The synthetic division table is:
$$ \begin{array}{c|rrrr}-2&5&0&6&8\\& & -10& 20& \color{black}{-52} \\ \hline &\color{blue}{5}&\color{blue}{-10}&\color{blue}{26}&\color{orangered}{-44} \end{array} $$The solution is:
$$ \frac{ 5x^{3}+6x+8 }{ x+2 } = \color{blue}{5x^{2}-10x+26} \color{red}{~-~} \frac{ \color{red}{ 44 } }{ x+2 } $$Step 1 : Write down the coefficients of the dividend into division table. Put the zero from $ x + 2 = 0 $ ( $ x = \color{blue}{ -2 } $ ) at the left.
$$ \begin{array}{c|rrrr}\color{blue}{-2}&5&0&6&8\\& & & & \\ \hline &&&& \end{array} $$Step 1 : Bring down the leading coefficient to the bottom row.
$$ \begin{array}{c|rrrr}-2&\color{orangered}{ 5 }&0&6&8\\& & & & \\ \hline &\color{orangered}{5}&&& \end{array} $$Step 2 : Multiply by the number on the left, and carry the result into the next column: $ \color{blue}{ -2 } \cdot \color{blue}{ 5 } = \color{blue}{ -10 } $.

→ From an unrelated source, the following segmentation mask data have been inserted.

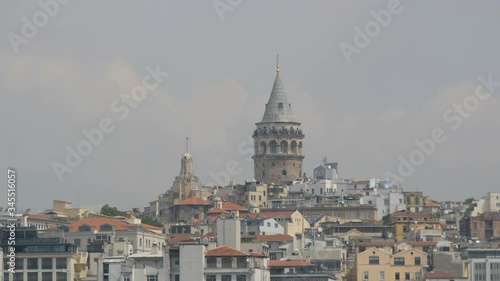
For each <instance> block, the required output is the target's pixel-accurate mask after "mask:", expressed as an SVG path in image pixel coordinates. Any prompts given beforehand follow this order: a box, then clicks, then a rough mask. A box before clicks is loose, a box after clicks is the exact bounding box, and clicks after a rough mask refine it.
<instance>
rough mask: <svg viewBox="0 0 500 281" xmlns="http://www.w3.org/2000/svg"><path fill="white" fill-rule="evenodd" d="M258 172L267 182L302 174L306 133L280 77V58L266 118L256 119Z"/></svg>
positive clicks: (254, 138)
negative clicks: (296, 116)
mask: <svg viewBox="0 0 500 281" xmlns="http://www.w3.org/2000/svg"><path fill="white" fill-rule="evenodd" d="M256 125H257V129H256V130H255V131H254V134H253V139H254V146H255V153H254V156H253V159H254V176H255V179H256V180H258V181H261V182H264V183H266V184H282V185H284V184H289V183H290V182H292V181H294V180H297V179H300V178H301V177H302V160H303V159H304V154H303V151H302V147H303V143H302V142H303V139H304V137H305V136H304V134H303V133H302V130H301V129H300V123H299V122H298V121H297V120H296V118H295V116H294V114H293V112H292V105H291V104H290V103H289V102H288V99H287V96H286V94H285V89H284V88H283V83H282V82H281V78H280V65H279V58H277V60H276V78H275V80H274V85H273V89H272V90H271V95H270V97H269V101H268V102H267V104H266V109H265V111H264V116H263V117H262V121H261V122H259V123H256Z"/></svg>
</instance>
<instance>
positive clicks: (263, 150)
mask: <svg viewBox="0 0 500 281" xmlns="http://www.w3.org/2000/svg"><path fill="white" fill-rule="evenodd" d="M259 152H260V154H266V153H267V145H266V142H265V141H261V142H260V151H259Z"/></svg>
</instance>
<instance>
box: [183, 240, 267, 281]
mask: <svg viewBox="0 0 500 281" xmlns="http://www.w3.org/2000/svg"><path fill="white" fill-rule="evenodd" d="M205 258H206V262H205V266H206V267H205V279H204V280H206V281H269V280H270V278H271V277H270V272H269V269H268V265H267V263H268V258H267V257H266V256H265V255H263V254H257V253H245V252H242V251H238V250H236V249H234V248H231V247H229V246H221V247H217V248H215V249H212V250H208V251H207V252H206V253H205ZM186 280H187V279H186ZM192 280H195V279H192ZM197 280H200V279H197ZM201 280H203V279H201Z"/></svg>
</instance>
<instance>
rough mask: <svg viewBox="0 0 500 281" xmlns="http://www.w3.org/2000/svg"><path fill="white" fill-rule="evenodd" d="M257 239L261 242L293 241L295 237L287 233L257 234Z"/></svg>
mask: <svg viewBox="0 0 500 281" xmlns="http://www.w3.org/2000/svg"><path fill="white" fill-rule="evenodd" d="M257 240H258V241H260V242H279V241H293V237H292V236H290V235H286V234H276V235H257Z"/></svg>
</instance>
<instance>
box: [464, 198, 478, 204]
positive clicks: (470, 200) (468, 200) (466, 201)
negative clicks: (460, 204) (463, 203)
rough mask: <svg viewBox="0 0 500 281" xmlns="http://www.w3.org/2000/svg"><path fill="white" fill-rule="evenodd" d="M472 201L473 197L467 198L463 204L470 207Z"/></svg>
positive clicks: (473, 200)
mask: <svg viewBox="0 0 500 281" xmlns="http://www.w3.org/2000/svg"><path fill="white" fill-rule="evenodd" d="M474 201H476V199H474V197H469V198H467V199H465V200H464V204H467V205H470V204H472V203H473V202H474Z"/></svg>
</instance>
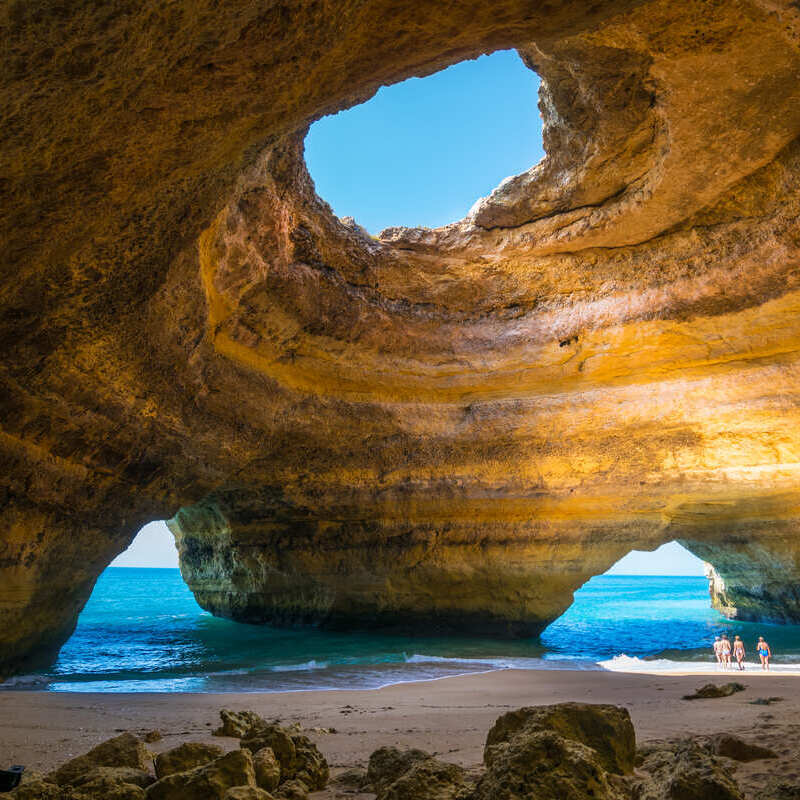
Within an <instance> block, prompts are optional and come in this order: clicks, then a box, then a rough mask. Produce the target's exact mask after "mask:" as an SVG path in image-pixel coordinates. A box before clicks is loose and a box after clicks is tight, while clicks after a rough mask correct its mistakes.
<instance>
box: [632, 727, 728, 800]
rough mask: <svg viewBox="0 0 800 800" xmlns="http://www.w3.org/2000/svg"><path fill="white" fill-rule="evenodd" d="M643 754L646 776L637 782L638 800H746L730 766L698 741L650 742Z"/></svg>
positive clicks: (637, 794) (636, 787) (634, 793)
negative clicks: (734, 780)
mask: <svg viewBox="0 0 800 800" xmlns="http://www.w3.org/2000/svg"><path fill="white" fill-rule="evenodd" d="M640 753H641V756H642V759H641V761H642V763H641V767H640V769H641V771H642V772H644V773H646V777H644V778H641V779H640V780H638V781H637V782H636V783H635V784H634V797H635V798H636V800H743V795H742V793H741V790H740V789H739V787H738V786H737V785H736V782H735V781H734V780H733V778H732V777H731V776H730V774H729V772H730V770H729V769H728V768H727V766H726V765H725V764H724V763H723V762H722V761H720V760H719V759H718V758H717V757H716V756H714V755H712V754H711V753H710V752H708V750H706V749H705V748H703V747H701V746H700V745H699V744H698V743H697V742H694V741H691V740H683V741H679V742H673V743H666V744H658V745H651V746H649V747H646V748H643V749H642V750H641V751H640Z"/></svg>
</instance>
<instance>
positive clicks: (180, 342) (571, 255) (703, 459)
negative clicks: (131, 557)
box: [0, 0, 800, 674]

$$ \begin{array}{c|rrrr}\color{blue}{-2}&5&0&6&8\\& & \color{blue}{-10} & & \\ \hline &\color{blue}{5}&&& \end{array} $$Step 3 : Add down last column: $ \color{orangered}{ 0 } + \color{orangered}{ \left( -10 \right) } = \color{orangered}{ -10 } $
$$ \begin{array}{c|rrrr}-2&5&\color{orangered}{ 0 }&6&8\\& & \color{orangered}{-10} & & \\ \hline &5&\color{orangered}{-10}&& \end{array} $$Step 4 : Multiply by the number on the left, and carry the result into the next column: $ \color{blue}{ -2 } \cdot \color{blue}{ \left( -10 \right) } = \color{blue}{ 20 } $.
$$ \begin{array}{c|rrrr}\color{blue}{-2}&5&0&6&8\\& & -10& \color{blue}{20} & \\ \hline &5&\color{blue}{-10}&& \end{array} $$Step 5 : Add down last column: $ \color{orangered}{ 6 } + \color{orangered}{ 20 } = \color{orangered}{ 26 } $
$$ \begin{array}{c|rrrr}-2&5&0&\color{orangered}{ 6 }&8\\& & -10& \color{orangered}{20} & \\ \hline &5&-10&\color{orangered}{26}& \end{array} $$Step 6 : Multiply by the number on the left, and carry the result into the next column: $ \color{blue}{ -2 } \cdot \color{blue}{ 26 } = \color{blue}{ -52 } $.
$$ \begin{array}{c|rrrr}\color{blue}{-2}&5&0&6&8\\& & -10& 20& \color{blue}{-52} \\ \hline &5&-10&\color{blue}{26}& \end{array} $$Step 7 : Add down last column: $ \color{orangered}{ 8 } + \color{orangered}{ \left( -52 \right) } = \color{orangered}{ -44 } $
$$ \begin{array}{c|rrrr}-2&5&0&6&\color{orangered}{ 8 }\\& & -10& 20& \color{orangered}{-52} \\ \hline &\color{blue}{5}&\color{blue}{-10}&\color{blue}{26}&\color{orangered}{-44} \end{array} $$Bottom line represents the quotient $ \color{blue}{ 5x^{2}-10x+26 } $ with a remainder of $ \color{red}{ -44 } $.